Saturday, December 19, 2009

Pecan Upside Down Cakes



















 Pecan Upside Down Cakes

2/3 cup packed brown sugar
1/2 cup butter
1/3 cup honey
1 ½ cups coarsely chopped pecans
1 tsp. finely shredded orange peel
2 ½ cups all-purpose flour
1 tsp. baking powder
1/2 tsp. baking soda
1/2 tsp. salt
3 eggs
2 cups granulated sugar
1 cup vegetable oil
8 ounces sour cream
2 tsp. vanilla
Orange peel curls (optional)

1.    Preheat oven to 350. Lightly coat 12 jumbo muffin cups with nonstick spray for baking; set aside.


2.    In a medium saucepan, combine brown sugar, butter, and honey. Cook and stir over medium heat or until smooth. Remove from heat. Stir in pecans and shredded orange peel; set aside.


3.    In a medium bowl, stir together flour, baking powder, baking soda, and salt; set aside.


4.    For batter, in a large bowl, combine eggs and sugar. Beat with an electric mixer on medium to high speed for about 3 minutes or until the mixture is thick and lemon colored. Add oil, sour cream, and vanilla; beat until combined. Gradually add flour mixture, beating on low speed until smooth.

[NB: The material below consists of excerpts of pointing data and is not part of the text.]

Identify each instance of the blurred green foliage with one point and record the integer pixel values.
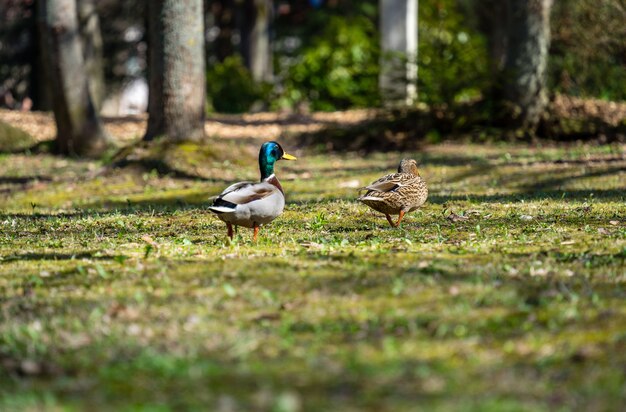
(231, 88)
(453, 61)
(588, 52)
(338, 70)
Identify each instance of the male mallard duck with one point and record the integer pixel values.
(252, 204)
(397, 193)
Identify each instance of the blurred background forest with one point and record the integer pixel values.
(314, 41)
(325, 56)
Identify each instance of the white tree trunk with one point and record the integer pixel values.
(523, 77)
(398, 71)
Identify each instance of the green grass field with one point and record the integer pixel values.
(506, 292)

5.    Place 2 tbsp. of the pecan mixture in the bottom of each muffin cup. Spoon a heaping 1/3 cup of the batter into each cup. Place muffin pans on a foil-lined baking sheet.


6.    Bake for 25-30 minutes or until a toothpick inserted in center comes out clean. Cool in muffin pans on wire racks for 5 minutes. Using a sharp knife or narrow metal spatula, loosen edges of cakes from sides of muffin cups. Invert cakes on to wire racks lined with wax paper. Spoon any pecan mixture remaining in the muffin cups on to cakes. If desired, garnish with orange peel. Serve warm or cool.